Apesar das impressionantes vitórias eleitorais do PT entre 2002 e 2014, sua popularidade começou a diminuir a partir de 2010. Vários escândalos de corrupção, como a Operação Lava Jato, levaram à desilusão geral. Bolsonaro, Carvalho e outras figuras da direita brasileira aproveitaram-se desses sentimentos generalizados de antipetismo (sentimento anti-PT) para perpetuar a teoria da conspiração do marxismo cultural.

Em um artigo de 2019 para a revista literária paleoconservadora The New Criterion, o chanceler brasileiro Ernesto Araújo declara que a vitória eleitoral de Bolsonaro representa a queda do regime de marxismo cultural de Lula. Segundo Araújo, o PT impôs uma agenda “globalista” que levou à “promoção da ideologia de gênero”, “à humilhação dos cristãos” e “ao deslocamento dos pais pelo governo como provedor de 'valores' aos filhos”. Araújo interpreta os esforços legislativos e judiciais do PT para acabar com a discriminação contra LGBTQ como um ataque deliberado aos tradicionais “valores familiares” cristãos.

A educação é um tema central da teoria da conspiração do marxismo cultural. Os teóricos afirmam que a Escola de Frankfurt infectou os campi universitários americanos com o vírus do politicamente correto, a administração de Bolsonaro afirma que as universidades brasileiras estão infestadas de “marxismo cultural” e “ideologia de gênero”. Enquanto nos EUA culpam Herbert Marcuse, Bolsonaro incrimina o falecido educador radical brasileiro Paulo Freire.

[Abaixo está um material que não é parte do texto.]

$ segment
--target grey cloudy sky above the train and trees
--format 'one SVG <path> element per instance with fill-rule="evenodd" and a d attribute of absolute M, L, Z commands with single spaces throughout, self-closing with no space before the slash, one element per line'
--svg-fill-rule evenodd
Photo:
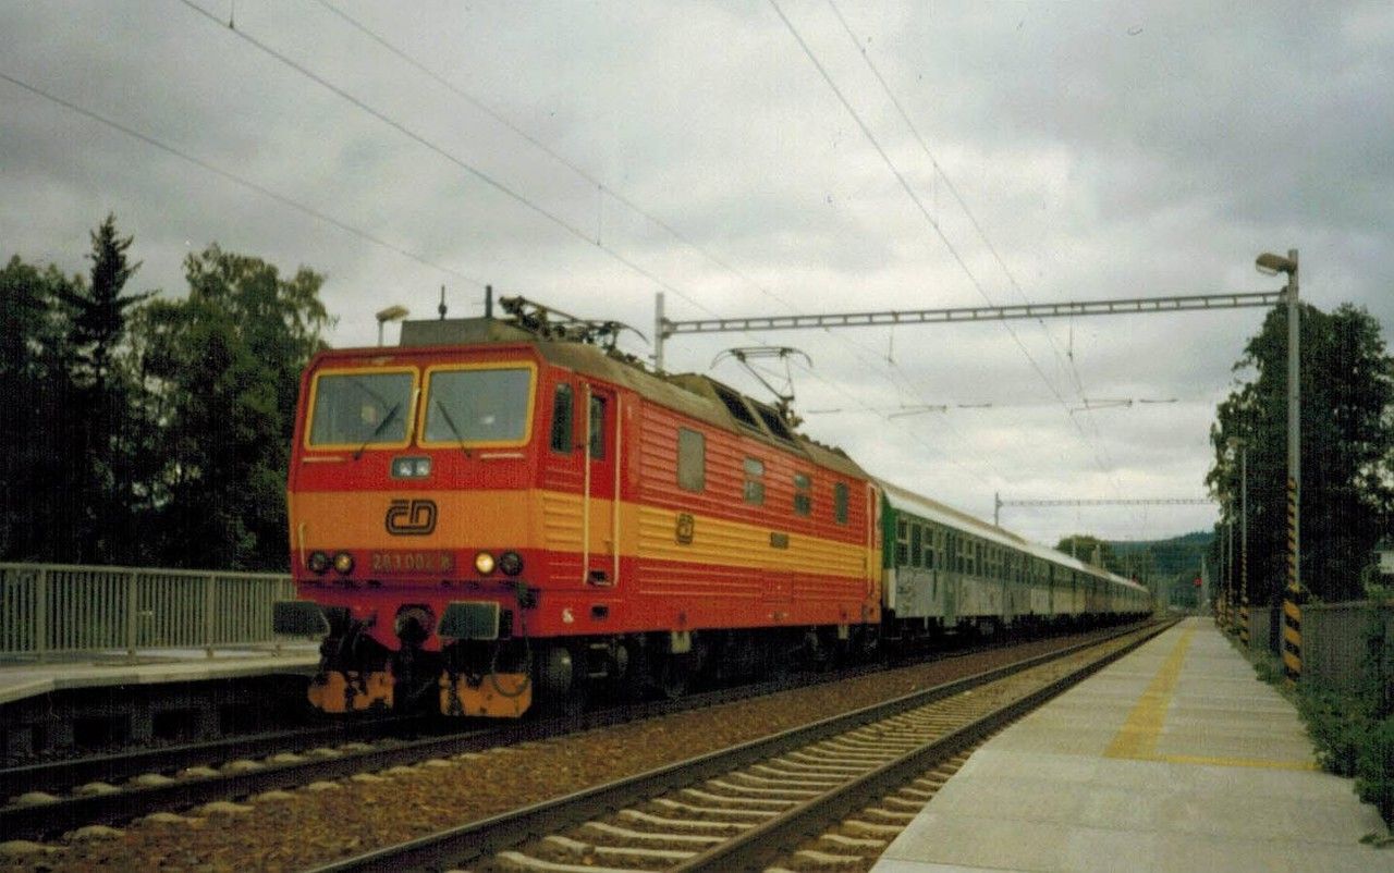
<path fill-rule="evenodd" d="M 1387 331 L 1391 95 L 1387 3 L 6 0 L 0 256 L 85 270 L 114 212 L 138 290 L 183 294 L 212 241 L 305 265 L 343 347 L 442 284 L 453 316 L 489 283 L 651 340 L 659 291 L 673 319 L 1257 291 L 1255 255 L 1298 248 L 1305 299 Z M 796 347 L 813 437 L 990 518 L 1203 496 L 1260 320 L 679 336 L 666 362 L 758 395 L 717 355 Z"/>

Segundo a direita radical brasileira, Freire injetou ideologia marxista no sistema de ensino público durante sua passagem como secretário municipal de educação de São Paulo entre 1989 e 1992. Consequentemente, Bolsonaro insinua que as reformas educacionais modestas de Lula, como financiamento para indígenas e afro-carentes -Os universitários brasileiros fazem parte de uma trama secreta para converter jovens estudantes ao marxismo.

Na administração de Bolsonaro, a conspiração do marxismo cultural motiva a política. No início de 2019, o então Ministro da Educação, Abraham Weintraub, ameaçou retirar o financiamento dos departamentos de sociologia e filosofia das universidades. Vários dias depois, ele anunciou cortes de 30% no financiamento de universidades federais. As políticas da Weintraub eram parte de uma estratégia para intimidar professores e alunos até a aquiescência e conformidade. A propósito, Weintraub endossa a tática de caça às bruxas de gravar as palestras de professores “marxistas culturais”.

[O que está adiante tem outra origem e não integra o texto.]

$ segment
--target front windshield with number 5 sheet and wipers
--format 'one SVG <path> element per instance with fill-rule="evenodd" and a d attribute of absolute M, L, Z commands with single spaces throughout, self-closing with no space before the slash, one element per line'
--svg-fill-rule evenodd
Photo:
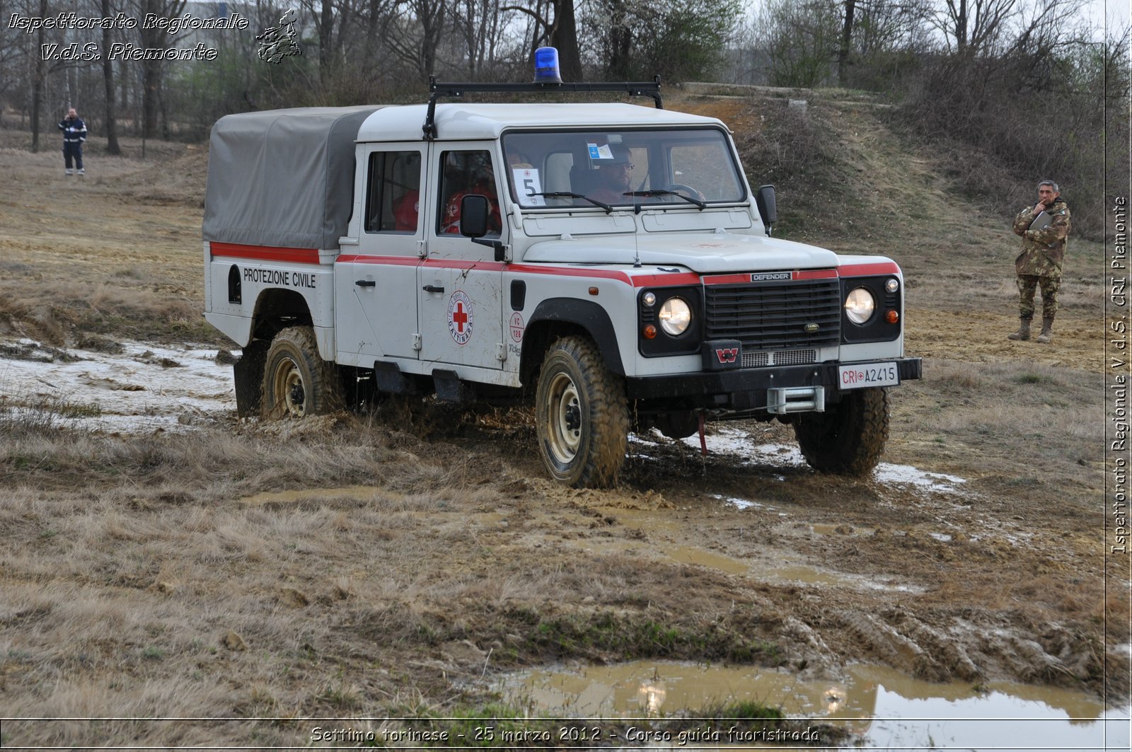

O povo brasileiro se opôs a esses cortes orçamentários injustificáveis. Em resposta aos pronunciamentos de Weintraub, cerca de 1,5 milhão de pessoas compareceram aos protestos em todo o país. A resistência generalizada ao regime de Bolsonaro demonstra que muitos brasileiros não acreditam que as políticas de bem-estar social e as ideias progressistas sejam parte de uma conspiração marxista maligna.

Agora para salvar o povo brasileiro dessa “ameaça” ele é muito bom, mas está medíocre para tratar os assuntos de Governo; ele e a plêiade de ministros são despreparados e os delírios parece ser critério de escolha dos seu Ministério!

[4] Q-Anon tem tudo a ver com o marxismo cultural.